# Filling holes in wood paneling before painting



## Brushjockey (Mar 8, 2011)

We just had a discussion about paneling- here it is.

Use a taping compound if there are lots of them. probably need to hit them twice.
But prep and priming of the paneling is what is really important- read about it in the other thread.


----------



## Gymschu (Dec 12, 2010)

I usually just use spackle. It's the easiest to work with. Wood filler becomes too hard and is not always easy to sand. Spackle takes primer and paint very well.


----------



## Plump (Feb 10, 2011)

This is a good question. I went the wood filler route since that was what seemed like the most logical option.

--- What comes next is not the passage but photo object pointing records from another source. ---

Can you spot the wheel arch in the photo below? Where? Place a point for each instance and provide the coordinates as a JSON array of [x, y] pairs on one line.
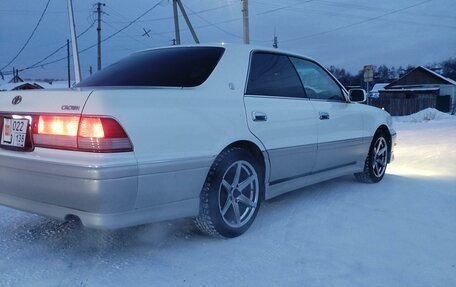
[[260, 156], [385, 130]]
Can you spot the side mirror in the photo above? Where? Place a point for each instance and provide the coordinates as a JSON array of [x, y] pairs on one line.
[[357, 95]]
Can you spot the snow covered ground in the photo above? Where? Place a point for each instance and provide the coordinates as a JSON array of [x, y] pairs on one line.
[[399, 232]]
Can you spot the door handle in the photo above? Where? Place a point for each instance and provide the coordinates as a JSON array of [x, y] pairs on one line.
[[259, 117], [324, 116]]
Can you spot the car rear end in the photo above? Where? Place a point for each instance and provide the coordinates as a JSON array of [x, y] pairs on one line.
[[59, 162]]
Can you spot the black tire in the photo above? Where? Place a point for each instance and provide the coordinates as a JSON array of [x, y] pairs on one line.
[[230, 198], [376, 161]]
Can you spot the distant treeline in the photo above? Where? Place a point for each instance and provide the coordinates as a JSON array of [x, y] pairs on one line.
[[385, 74]]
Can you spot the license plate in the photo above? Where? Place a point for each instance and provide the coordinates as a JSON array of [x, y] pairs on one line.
[[14, 132]]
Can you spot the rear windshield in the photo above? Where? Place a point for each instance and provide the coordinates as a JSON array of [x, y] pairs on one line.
[[168, 67]]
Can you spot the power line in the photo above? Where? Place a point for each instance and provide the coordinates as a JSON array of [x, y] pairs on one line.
[[37, 64], [357, 23], [105, 39], [29, 38], [212, 24]]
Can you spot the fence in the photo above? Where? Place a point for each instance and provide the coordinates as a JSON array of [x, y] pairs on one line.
[[403, 106]]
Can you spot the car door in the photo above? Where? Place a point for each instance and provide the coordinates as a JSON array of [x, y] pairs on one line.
[[282, 118], [340, 123]]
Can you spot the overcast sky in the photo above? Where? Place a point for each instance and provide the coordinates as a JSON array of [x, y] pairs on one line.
[[344, 33]]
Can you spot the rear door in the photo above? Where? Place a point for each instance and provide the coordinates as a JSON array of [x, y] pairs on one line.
[[281, 117], [340, 123]]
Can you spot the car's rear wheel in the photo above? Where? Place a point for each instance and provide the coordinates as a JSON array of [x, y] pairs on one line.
[[230, 198], [376, 161]]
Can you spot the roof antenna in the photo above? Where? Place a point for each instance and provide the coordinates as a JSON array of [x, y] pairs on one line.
[[275, 44]]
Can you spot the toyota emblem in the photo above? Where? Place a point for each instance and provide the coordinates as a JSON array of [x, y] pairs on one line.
[[16, 100]]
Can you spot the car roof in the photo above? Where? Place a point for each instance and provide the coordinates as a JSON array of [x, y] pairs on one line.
[[235, 48]]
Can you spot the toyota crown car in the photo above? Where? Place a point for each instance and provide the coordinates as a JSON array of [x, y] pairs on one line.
[[202, 131]]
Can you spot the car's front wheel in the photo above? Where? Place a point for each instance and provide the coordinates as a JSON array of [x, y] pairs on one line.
[[230, 198], [376, 161]]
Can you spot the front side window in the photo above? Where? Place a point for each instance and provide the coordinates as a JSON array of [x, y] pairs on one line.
[[273, 75], [318, 84], [169, 67]]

Wouldn't drywall compound/spackle and the sort be a poor choice due to the differences in wood expanding and shrinking? Drywall's properties are very different and it wouldn't seem to jibe very well. Just a question from my side, not a condemnation.


----------



## CopperClad (Jun 22, 2012)

I've ran into numerous homes in phoenix, and so cal areas that actually had sheetrock behind the wood paneling you speak of. Not saying this is the case with your home, but it very well could be a possibility.


----------



## Gymschu (Dec 12, 2010)

Plump said:


> This is a good question. I went the wood filler route since that was what seemed like the most logical option. Wouldn't drywall compound/spackle and the sort be a poor choice due to the differences in wood expanding and shrinking? Drywall's properties are very different and it wouldn't seem to jibe very well. Just a question from my side, not a condemnation.


Plump, I don't have any science to back me up but paneling is an engineered wood product at least the paneling I have seen. It's usually NOT WOOD but some version of masonite that is actually more like compressed cardboard therefore you don't get the expansion/contraction like you do with real wood. I've used spackling for over 30 years without any problems.


----------